Kirkuk (IraqiNews.com) Kurds in Kirkuk have raised flags of the Kurdistan Workers Party (PKK) in response to members of the Turkmen community who had raised Turkish flags during an event, a Kurdish member of the Iraqi parliament has said.
Shwan Dawdy, an MP from Kirkuk, said it was a predictable reaction from angry Kurdish youths to raise PKK flags in a mostly-Kurdish square in northern Kirkuk after members from the Turkmen community raised a Turkish flag days earlier to mark the anniversary of the establishment of the Turkmen Front.
Both incidents were not supported by official bodies of the governorate, Dawdy was quoted saying by Alghad Press.
Commenting on the incidents, the Turkmen Front said in a statement on Sunday that those who had raised the PKK flags were “outlaws”, stressing what it described as its commitment to “societal peace”.
The independent Iraq Press Agency said PKK flags were raised in the Raheem Awa square along with another bearing the face of Abdullah Ocalan, the PKK’s leader detained in Turkey since 1999.
The PKK, which has led a decades-old insurgency against Turkey, is branded a terrorist entity by Ankara.
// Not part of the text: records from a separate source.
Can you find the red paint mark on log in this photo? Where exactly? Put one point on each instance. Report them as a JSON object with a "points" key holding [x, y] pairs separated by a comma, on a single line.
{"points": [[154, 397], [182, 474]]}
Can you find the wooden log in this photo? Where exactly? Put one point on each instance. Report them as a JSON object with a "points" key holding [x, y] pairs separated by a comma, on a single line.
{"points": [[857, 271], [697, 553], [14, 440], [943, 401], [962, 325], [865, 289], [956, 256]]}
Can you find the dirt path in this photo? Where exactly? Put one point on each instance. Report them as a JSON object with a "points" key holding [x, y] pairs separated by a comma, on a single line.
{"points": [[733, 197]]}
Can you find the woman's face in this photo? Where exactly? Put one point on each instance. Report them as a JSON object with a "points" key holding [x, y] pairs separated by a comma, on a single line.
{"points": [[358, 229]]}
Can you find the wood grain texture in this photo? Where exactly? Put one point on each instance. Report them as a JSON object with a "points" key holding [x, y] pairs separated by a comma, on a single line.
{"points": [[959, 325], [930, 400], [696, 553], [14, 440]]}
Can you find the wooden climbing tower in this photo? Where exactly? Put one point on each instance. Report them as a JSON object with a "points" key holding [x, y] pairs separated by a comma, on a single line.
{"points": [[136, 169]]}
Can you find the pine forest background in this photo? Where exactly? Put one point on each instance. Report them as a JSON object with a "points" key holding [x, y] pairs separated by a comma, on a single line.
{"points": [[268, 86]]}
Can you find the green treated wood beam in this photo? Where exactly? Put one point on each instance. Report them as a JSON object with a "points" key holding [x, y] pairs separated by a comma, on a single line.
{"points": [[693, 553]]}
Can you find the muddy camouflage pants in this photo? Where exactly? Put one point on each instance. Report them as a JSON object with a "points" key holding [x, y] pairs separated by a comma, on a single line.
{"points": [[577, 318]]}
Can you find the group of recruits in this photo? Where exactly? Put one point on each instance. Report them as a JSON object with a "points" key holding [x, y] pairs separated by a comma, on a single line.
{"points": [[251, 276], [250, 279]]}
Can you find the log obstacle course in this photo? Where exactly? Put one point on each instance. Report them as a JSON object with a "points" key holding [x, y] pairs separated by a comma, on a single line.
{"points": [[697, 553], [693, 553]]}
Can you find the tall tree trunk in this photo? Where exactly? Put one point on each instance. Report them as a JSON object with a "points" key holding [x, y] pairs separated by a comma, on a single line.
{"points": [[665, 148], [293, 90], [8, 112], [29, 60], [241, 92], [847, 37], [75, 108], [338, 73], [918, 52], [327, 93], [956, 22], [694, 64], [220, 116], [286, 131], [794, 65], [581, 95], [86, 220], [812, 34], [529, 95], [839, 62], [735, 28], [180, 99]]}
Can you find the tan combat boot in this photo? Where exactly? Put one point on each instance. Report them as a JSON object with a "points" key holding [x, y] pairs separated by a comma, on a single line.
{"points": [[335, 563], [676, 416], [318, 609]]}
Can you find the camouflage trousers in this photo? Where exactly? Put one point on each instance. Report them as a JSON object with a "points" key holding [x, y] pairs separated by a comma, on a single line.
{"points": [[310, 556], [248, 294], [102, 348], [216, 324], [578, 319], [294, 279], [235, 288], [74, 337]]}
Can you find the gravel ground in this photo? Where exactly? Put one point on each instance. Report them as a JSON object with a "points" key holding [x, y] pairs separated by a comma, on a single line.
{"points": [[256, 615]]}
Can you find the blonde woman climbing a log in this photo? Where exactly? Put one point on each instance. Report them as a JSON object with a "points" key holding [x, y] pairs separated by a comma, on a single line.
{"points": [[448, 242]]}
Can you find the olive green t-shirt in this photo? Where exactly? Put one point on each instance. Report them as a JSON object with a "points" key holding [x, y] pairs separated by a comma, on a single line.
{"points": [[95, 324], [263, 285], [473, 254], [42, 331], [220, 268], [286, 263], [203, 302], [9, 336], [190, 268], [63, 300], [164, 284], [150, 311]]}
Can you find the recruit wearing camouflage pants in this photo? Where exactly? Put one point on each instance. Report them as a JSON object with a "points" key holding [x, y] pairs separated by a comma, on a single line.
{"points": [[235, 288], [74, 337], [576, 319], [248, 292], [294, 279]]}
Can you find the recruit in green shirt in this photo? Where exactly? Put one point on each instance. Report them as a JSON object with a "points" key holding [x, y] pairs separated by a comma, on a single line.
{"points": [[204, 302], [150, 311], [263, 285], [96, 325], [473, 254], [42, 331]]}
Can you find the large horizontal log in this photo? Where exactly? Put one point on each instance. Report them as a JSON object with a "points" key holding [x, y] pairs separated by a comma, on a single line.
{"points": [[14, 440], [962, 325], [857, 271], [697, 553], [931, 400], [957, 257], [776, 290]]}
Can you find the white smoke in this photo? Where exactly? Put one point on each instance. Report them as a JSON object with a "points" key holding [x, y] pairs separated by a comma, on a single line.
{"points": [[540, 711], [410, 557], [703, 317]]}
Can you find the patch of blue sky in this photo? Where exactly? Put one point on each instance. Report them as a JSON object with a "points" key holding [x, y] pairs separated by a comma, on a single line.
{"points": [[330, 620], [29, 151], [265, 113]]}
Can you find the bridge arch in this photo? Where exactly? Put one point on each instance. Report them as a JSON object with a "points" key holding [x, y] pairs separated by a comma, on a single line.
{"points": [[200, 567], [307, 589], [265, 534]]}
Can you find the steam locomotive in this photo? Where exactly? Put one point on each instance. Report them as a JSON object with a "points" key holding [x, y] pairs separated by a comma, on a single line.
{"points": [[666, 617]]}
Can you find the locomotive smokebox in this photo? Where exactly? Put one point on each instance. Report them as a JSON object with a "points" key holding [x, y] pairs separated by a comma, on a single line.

Kurdistan Region Government also views the party as a security threat and has urged it to withdraw from Iraqi territory.
The incidents come a few weeks after a controversy flared in March when Kirkuk’s local government decided to raise KRG flags along with Iraqi flags above government buildings, a move disapproved by the government in Baghdad and by Ankara as a breach of Iraq’s unity.
Kirkuk is one area where Kurdistan region disputes sovereignty with Iraq. Its population comprises Arab, Kurdish and Turkmen ethnicities.
Kurdistan gained autonomous governance based on the 2005 constitution, but is still considered a part of Iraq. The region was created in 1970 based on an agreement with the Iraqi government, ending years of fierce fighting.